No episódio, que ficou conhecido como “trem fantasma”, a concessionária foi considerada culpada por não garantir a segurança dos usuários, caracterizada pelo fato de o maquinista ter deixado as portas da cabine destravadas, descumprindo o Regulamento Operacional de própria SuperVia.
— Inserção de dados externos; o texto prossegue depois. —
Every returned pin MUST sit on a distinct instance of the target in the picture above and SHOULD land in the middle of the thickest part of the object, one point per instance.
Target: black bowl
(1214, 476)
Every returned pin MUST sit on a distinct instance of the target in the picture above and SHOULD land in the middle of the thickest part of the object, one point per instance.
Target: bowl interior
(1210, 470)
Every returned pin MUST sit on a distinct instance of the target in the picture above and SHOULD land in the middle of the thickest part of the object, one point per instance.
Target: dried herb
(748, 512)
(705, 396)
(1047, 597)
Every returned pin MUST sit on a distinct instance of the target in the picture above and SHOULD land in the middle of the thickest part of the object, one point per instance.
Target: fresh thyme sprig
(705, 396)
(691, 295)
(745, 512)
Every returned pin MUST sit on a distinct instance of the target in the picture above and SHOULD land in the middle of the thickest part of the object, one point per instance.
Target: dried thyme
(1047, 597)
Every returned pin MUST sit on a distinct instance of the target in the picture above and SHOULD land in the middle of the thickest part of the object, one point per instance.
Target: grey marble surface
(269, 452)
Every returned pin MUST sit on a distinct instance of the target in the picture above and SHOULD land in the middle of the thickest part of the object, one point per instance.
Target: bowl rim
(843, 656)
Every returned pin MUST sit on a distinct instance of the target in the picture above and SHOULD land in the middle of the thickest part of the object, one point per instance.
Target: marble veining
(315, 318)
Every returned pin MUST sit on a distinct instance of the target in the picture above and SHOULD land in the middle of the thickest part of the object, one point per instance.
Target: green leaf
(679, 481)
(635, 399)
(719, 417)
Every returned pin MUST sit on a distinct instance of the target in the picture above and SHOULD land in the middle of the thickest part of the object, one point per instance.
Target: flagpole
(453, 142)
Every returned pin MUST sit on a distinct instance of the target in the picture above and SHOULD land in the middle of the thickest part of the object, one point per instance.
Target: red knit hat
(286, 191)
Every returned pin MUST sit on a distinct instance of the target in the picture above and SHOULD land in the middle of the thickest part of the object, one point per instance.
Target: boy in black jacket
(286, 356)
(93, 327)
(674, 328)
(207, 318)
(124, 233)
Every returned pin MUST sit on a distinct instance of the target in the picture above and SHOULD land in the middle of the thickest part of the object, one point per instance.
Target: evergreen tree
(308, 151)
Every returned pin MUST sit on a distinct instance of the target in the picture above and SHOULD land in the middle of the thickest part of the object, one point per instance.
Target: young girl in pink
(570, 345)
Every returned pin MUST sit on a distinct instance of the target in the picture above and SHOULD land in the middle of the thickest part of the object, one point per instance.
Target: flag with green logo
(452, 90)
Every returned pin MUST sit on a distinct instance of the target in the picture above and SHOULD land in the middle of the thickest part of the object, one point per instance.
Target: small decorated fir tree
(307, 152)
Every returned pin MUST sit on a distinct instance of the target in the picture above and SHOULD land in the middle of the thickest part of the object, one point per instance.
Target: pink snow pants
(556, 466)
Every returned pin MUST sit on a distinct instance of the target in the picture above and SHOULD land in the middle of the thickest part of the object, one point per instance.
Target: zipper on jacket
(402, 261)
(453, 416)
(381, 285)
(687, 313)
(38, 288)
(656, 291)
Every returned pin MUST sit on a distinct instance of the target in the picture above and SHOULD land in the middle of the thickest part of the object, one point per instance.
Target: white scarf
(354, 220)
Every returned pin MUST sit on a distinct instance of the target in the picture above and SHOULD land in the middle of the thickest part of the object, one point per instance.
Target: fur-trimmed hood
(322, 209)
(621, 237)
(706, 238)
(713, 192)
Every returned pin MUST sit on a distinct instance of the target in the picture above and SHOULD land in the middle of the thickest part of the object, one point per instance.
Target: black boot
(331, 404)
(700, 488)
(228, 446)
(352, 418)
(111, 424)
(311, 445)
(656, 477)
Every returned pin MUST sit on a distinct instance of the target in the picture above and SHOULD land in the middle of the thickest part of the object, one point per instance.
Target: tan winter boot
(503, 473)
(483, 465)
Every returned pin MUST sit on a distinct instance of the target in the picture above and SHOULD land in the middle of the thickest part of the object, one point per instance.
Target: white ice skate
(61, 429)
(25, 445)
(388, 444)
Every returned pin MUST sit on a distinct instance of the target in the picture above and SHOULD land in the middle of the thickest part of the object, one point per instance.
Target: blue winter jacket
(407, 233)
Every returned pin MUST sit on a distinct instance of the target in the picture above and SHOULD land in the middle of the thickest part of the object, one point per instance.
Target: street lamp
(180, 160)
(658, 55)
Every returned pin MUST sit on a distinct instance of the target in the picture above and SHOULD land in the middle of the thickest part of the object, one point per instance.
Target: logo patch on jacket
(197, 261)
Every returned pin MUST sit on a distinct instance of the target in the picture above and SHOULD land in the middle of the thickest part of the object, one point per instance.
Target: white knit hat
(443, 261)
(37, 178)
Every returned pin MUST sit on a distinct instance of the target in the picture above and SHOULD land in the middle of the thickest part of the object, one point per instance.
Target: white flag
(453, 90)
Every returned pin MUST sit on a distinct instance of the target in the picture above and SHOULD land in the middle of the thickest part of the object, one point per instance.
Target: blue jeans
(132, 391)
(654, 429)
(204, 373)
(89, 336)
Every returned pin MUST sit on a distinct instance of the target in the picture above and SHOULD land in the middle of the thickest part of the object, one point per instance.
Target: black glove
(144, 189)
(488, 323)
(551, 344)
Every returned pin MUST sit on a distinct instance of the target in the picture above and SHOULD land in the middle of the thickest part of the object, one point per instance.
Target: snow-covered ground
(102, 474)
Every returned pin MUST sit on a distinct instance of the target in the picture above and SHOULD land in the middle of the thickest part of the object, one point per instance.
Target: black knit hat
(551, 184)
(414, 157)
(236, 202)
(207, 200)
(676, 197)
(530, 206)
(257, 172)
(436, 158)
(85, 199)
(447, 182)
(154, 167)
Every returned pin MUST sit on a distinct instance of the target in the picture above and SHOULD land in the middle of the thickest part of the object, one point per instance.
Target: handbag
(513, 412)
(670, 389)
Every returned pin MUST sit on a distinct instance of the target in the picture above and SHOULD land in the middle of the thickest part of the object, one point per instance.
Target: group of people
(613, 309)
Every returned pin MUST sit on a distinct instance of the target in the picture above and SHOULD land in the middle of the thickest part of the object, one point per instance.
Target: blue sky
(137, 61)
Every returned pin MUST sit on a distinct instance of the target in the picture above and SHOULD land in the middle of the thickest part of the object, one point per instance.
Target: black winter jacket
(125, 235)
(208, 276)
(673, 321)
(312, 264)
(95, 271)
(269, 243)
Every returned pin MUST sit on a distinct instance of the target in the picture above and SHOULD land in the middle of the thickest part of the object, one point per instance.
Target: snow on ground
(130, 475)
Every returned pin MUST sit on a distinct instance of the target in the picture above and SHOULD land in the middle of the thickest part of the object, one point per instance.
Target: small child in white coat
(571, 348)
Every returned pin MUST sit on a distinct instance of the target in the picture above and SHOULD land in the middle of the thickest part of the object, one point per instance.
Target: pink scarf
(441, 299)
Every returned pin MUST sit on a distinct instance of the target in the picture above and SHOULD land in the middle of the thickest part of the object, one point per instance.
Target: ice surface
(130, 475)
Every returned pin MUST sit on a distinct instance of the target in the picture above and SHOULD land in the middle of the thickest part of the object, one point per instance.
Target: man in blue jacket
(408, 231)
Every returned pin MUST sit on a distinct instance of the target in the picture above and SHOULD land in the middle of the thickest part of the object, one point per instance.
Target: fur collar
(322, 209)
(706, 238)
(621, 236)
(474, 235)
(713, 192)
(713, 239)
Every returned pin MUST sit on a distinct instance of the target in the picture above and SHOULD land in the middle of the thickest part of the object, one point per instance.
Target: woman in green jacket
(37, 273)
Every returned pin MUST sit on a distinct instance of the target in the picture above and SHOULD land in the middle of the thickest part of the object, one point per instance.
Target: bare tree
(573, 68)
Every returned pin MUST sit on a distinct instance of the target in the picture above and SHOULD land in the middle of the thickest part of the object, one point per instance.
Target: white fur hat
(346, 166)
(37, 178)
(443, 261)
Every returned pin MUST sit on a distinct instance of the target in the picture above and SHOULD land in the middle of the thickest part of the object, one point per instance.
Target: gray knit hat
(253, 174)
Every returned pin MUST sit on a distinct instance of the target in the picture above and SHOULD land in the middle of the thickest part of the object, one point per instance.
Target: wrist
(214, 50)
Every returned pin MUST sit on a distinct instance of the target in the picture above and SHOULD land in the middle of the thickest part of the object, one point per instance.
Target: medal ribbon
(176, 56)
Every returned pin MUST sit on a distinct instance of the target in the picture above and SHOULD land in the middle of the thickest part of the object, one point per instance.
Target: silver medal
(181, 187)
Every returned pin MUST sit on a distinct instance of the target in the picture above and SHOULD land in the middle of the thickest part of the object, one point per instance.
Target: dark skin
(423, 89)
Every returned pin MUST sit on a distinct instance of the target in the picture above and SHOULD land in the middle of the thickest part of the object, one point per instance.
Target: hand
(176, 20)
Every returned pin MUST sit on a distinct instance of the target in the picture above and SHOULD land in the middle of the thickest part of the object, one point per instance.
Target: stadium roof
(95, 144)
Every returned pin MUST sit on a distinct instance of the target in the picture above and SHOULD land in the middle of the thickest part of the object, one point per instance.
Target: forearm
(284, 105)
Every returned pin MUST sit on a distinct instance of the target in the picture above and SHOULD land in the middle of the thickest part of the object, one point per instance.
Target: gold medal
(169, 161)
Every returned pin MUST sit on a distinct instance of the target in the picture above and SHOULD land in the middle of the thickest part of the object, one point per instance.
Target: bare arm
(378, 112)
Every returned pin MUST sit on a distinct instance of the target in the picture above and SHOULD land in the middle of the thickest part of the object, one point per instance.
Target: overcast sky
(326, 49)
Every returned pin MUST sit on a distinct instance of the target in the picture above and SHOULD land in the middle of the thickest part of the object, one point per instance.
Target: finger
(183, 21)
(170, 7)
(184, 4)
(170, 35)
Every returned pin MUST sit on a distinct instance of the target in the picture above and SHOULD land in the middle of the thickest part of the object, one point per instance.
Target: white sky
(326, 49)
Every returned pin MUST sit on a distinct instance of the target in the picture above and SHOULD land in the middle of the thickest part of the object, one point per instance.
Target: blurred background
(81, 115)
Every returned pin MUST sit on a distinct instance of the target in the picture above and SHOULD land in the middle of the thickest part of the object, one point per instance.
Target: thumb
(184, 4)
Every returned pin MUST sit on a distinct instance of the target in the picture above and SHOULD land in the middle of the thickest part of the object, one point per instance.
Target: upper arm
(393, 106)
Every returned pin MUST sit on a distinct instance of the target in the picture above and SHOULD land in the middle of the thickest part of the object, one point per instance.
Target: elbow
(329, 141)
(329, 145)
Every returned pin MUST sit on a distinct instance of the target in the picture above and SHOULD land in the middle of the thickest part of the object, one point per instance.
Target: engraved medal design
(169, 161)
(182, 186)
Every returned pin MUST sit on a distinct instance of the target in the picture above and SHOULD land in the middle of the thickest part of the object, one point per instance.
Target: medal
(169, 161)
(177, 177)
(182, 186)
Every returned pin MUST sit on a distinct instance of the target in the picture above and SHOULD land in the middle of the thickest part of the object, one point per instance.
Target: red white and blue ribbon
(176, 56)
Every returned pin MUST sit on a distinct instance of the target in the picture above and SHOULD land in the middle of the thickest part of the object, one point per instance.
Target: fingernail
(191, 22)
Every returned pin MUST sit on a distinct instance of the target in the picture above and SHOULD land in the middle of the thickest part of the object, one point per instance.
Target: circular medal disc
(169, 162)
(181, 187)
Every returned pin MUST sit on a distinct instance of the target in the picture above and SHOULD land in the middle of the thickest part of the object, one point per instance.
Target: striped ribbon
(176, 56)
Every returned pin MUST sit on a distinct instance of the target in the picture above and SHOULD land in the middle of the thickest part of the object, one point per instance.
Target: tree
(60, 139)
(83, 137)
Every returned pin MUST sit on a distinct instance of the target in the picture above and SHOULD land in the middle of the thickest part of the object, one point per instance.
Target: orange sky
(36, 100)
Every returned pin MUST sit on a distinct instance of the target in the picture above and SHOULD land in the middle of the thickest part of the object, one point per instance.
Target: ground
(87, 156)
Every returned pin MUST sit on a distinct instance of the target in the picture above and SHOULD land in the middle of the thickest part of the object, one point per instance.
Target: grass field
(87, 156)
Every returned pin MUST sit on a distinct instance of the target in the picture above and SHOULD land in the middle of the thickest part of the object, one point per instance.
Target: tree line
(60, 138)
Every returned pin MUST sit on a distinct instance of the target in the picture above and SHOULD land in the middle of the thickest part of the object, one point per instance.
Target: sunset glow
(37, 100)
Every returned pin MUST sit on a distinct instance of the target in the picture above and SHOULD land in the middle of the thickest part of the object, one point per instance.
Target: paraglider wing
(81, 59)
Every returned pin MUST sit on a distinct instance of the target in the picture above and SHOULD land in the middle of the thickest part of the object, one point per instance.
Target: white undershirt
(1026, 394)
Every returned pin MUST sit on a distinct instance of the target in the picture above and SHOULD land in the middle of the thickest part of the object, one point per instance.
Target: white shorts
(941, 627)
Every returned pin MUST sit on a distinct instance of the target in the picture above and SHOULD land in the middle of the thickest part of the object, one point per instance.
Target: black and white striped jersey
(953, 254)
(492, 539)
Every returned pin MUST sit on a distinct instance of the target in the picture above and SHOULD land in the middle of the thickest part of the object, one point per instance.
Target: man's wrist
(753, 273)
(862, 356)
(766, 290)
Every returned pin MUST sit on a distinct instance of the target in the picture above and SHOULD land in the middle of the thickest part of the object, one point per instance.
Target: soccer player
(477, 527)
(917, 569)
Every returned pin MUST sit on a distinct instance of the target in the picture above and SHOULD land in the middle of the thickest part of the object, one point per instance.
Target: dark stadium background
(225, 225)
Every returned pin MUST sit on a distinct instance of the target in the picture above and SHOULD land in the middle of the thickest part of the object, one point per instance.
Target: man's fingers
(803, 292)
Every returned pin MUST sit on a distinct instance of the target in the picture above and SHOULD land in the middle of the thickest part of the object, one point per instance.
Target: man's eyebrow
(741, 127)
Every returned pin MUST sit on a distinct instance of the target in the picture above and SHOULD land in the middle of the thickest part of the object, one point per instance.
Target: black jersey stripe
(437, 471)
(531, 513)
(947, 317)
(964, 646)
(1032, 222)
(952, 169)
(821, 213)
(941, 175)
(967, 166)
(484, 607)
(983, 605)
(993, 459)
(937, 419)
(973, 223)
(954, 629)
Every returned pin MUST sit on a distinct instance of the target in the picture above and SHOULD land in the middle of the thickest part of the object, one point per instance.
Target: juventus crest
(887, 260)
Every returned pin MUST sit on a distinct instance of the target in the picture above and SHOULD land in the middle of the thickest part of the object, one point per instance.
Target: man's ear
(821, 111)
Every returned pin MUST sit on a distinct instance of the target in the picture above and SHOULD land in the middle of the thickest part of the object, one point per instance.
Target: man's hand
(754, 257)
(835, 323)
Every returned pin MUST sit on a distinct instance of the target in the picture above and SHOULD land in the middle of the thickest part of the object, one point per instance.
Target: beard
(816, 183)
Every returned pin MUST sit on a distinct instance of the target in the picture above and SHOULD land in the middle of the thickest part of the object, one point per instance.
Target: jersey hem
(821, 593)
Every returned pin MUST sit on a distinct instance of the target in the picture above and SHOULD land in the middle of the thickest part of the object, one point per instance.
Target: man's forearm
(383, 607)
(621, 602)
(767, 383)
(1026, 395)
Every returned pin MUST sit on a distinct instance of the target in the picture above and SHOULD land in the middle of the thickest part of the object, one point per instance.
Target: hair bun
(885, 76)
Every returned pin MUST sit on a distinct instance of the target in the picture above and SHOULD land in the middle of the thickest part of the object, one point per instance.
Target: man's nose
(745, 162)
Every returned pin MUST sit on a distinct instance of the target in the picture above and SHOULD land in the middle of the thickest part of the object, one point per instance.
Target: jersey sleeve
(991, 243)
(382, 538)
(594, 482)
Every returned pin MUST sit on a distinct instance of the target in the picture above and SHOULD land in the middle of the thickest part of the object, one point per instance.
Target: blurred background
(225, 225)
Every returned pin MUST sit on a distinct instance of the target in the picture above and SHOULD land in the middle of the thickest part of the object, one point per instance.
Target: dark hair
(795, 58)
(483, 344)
Na mesma sessão, também por unanimidade, o Conselho Diretor da agência multou a Barcas S/A em R$ 100.000,00 por incidente ocorrido em 28 de março de 2007 quando a embarcação Visconde de Moraes, devido a problemas técnicos, interrompeu a viagem iniciada em Paquetá com destino à Praça XV.
O valor da multa, atualizado conforme previsto no contrato de concessão, fica em R$ 276.691,50. Os conselheiros entenderam que a concessionária não adotou a tecnologia adequada e não empregou equipamentos, instalações e métodos operativos que pudessem garantir a qualidade, continuidade e confiabilidade na prestação dos serviços.
Agência vai apurar incidente no metrô
A Agetransp abriu processo regulatório para apurar as responsabilidades sobre o problema mecânico na Linha 2 do metrô, na estação Maria da Graça. No dia 26, por volta das 5h30, devido a um problema na composição, o tráfego da Linha 2 ficou prejudicado, só podendo ser retomado por volta das 7h.